コントロールできない領域にエネルギーをかけていませんか?

セルフケア
Traditional banca boat at Las cabanas beach in front of blue lagoon and exotic nature scenery in El Nido, Palawan, Philippines.

コントロールできる領域とできない領域を区別する

不安やストレスを扱うとき、自分がコントロールできる領域と、コントロールできない領域をしっかり区別することが大切です。

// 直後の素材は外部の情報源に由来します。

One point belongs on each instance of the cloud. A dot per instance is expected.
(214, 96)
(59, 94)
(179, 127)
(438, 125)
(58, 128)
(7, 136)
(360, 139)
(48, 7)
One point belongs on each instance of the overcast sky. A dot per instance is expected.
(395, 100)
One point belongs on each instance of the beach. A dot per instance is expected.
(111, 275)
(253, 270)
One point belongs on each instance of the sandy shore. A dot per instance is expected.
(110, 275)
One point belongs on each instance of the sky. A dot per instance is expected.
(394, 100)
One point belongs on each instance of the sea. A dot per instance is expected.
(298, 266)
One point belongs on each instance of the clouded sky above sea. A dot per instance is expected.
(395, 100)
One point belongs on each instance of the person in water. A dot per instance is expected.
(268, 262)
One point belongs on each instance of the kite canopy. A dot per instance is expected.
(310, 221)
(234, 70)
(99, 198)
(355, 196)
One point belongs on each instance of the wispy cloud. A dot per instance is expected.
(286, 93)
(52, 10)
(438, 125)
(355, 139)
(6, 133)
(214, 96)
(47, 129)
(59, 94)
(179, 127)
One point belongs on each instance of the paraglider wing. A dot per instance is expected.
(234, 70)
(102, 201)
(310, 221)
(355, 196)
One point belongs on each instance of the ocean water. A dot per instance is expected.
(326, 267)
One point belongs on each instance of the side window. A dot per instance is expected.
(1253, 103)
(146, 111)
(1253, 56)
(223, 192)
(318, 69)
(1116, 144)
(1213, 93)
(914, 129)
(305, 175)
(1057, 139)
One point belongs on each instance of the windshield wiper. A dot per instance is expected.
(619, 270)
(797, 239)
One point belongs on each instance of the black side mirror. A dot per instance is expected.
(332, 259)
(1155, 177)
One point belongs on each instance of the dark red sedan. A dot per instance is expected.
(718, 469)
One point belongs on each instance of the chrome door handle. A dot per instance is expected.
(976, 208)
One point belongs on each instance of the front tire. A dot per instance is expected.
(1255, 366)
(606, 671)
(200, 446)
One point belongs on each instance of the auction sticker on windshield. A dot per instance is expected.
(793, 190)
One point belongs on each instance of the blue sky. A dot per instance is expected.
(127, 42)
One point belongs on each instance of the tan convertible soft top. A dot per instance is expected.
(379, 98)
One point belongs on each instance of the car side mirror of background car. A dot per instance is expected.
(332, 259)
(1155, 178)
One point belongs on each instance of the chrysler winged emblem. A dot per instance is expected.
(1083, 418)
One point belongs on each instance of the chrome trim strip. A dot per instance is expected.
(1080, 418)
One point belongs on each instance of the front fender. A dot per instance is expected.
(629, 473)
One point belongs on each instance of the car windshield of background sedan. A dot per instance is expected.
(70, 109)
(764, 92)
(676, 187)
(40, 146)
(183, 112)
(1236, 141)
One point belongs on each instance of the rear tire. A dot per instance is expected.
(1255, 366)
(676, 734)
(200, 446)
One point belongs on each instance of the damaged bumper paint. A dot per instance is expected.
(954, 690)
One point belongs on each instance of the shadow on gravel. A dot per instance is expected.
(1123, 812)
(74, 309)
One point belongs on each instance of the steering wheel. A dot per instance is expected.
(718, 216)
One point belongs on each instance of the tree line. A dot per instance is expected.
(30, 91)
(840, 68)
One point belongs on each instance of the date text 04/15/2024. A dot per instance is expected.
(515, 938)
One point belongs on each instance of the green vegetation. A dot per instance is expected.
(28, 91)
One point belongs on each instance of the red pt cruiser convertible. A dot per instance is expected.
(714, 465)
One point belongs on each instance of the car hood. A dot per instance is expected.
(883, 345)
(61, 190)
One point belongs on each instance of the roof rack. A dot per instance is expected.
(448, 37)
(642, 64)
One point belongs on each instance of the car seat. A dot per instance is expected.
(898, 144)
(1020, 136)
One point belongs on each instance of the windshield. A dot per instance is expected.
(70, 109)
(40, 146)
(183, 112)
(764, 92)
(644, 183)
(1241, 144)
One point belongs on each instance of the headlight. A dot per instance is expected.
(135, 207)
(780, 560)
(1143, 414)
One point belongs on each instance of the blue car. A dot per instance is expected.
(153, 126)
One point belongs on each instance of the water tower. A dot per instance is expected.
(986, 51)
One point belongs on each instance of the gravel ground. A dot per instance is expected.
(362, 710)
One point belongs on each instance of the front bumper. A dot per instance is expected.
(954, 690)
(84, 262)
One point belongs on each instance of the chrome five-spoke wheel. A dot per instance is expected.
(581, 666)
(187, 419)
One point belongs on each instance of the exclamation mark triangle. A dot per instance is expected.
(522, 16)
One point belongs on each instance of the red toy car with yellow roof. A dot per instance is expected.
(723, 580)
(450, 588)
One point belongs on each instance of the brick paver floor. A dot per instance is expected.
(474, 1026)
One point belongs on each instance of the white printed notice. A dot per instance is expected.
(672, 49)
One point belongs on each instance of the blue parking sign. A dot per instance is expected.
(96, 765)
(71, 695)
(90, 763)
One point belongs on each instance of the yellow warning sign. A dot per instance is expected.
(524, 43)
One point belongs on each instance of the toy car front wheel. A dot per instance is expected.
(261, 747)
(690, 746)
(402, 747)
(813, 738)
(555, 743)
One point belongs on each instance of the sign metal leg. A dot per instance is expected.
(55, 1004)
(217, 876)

コントロールできない領域をしっかり分かっておくことで、変えられない領域にエネルギーを消耗し続けることを減らすことが出来ます。そして有効な方向へエネルギーを使うことが出来れば、望ましい結果を得ることが増えて、生活の満足度が高くなります。

コントロールできない領域

コントロールできない領域(または100%コントロールすることが不可能な領域)は……

・他人や周りの環境・状況

すでに出てきてしまった感情や考え

・すでに起こっている身体反応や感覚

・パニック発作や強い不安・恐怖などの発生

 敏感な人や繊細な人、不安になりやすい人の多くは、不安や恐怖が起きた時に、なんとか抑えようとしたり、「緊張しないで気楽にしなきゃいけない」「パニックを起こしてはいけない」など、反応や感情をコントロールしようとしがちです。すでに出てきてしまっているもの、すでに起こっている感情や反応は結果です。ストレスホルモンが分泌され、ストレス反応が起こることを意思で止めることは出来ません。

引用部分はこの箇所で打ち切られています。